QA professionals have a lot of options when choosing an automated testing tool. To start, testers can consider two broad categories of tools: proprietary and open source.
Which category of tool is best for each IT organization depends on a few factors. For example, while proprietary tools are more expensive compared to open source tools, they often don't require as much heavy lifting to manage and maintain. What's more, proprietary tools come with vendor support.
In addition to weighing the benefits and drawbacks of proprietary and open source tools, testers should map out the exact features and capabilities they need, based on application requirements.
Tradeoffs between proprietary and open source
Cost is a major consideration when deciding between a proprietary vs. open source testing tool. While the latter is typically free, there are tradeoffs to consider.
Whereas proprietary tools come with extensive vendor support, open source tooling offers more in terms of flexibility and customization to optimize the tool for a specific environment. For example, a team may choose to fork an open source tool's public repository and adjust it to their particular needs. Also, open source tooling can help IT organizations avoid the vendor lock-in of proprietary tools.
The open source community can provide different levels of support and troubleshooting. However, an open source community might not be as accessible or thorough, compared to support from a vendor.
For example, LoadView, a proprietary testing tool, can be costly. A monthly subscription for the starter package is $159 each month when you sign up for an annual contract -- $199 on a month-to-month plan -- but that only allows for a few tests. If testers need to run five or 10 tests, after 1,800 load injector minutes, the team is charged an extra $199 per test. This approach can become expensive, but the levels of support and broad feature set might justify these costs.
With open source options, financial cost is less of a concern. That said, QA professionals need certain skill sets -- and ample time -- to manage the tool themselves. For example, Vegeta is an open source tool one can find on GitHub. Even though the tool is free, users have to install it, determine which server to run it on and maintain it. If they need help deploying or using the tool, the only support available is what they can find online.
Other considerations for choosing a tool
In general, test automation tools -- regardless of whether they are open source or proprietary -- focus primarily on application performance testing or automated code checking. They can also, however, offer features related to software functionality, reliability, efficiency, maintainability and portability. Some provide capabilities for development planning, with those plans going into a tool like Jira or another Kanban board-style tool.
A few open source tools to consider are the following:
- Selenium. A Python testing tool.
- JMeter. A load and performance testing tool that can simulate certain amounts of users accessing a web application.
- Vegeta. Similar to JMeter, Vegeta is an HTTP testing tool that's meant to drill HTTP services with as many requests as the application can take.

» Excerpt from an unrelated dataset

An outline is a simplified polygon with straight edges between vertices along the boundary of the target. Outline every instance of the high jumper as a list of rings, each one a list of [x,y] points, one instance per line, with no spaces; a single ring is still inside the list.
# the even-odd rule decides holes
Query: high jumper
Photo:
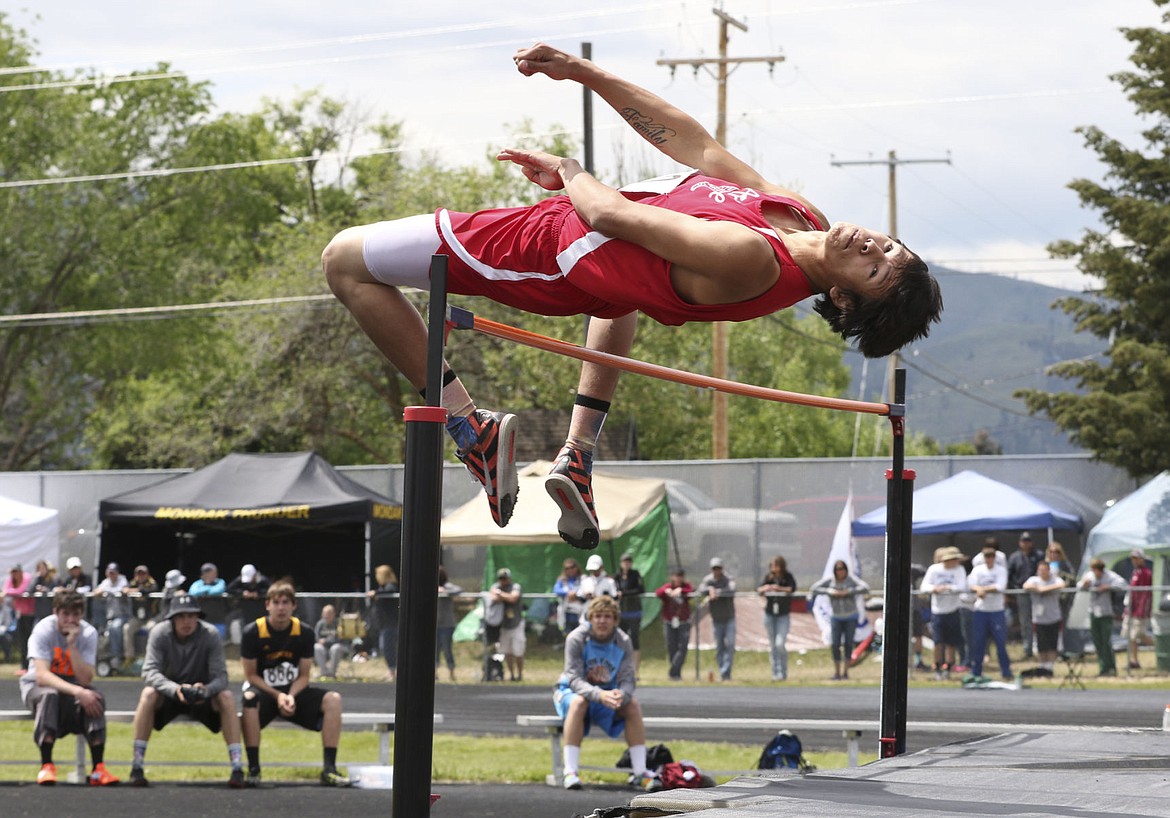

A few proprietary options to consider are the following:
- Firebase. A cloud-based performance testing tool that enables QA professionals to test an application on various devices.
- BlazeMeter. A cloud-based performance testing tool that integrates with JMeter.
- LoadView. A cloud-based performance testing tool that emulates users accessing a website and front-end web APIs.
- LoadNinja. A cloud-based tool to create and record test scripts so teams can continuously run scripts without having to rewrite them.
Before choosing a QA tool, testers must understand an application's requirements. For instance, if QA professionals need to test a back-end application or ensure code quality, a performance testing tool that focuses on HTTP probably doesn't make sense. Alternatively, a performance testing tool that focuses on HTTP traffic is a good fit for QA professionals testing front-end applications and assessing how many users can reach a website before it starts to have performance issues.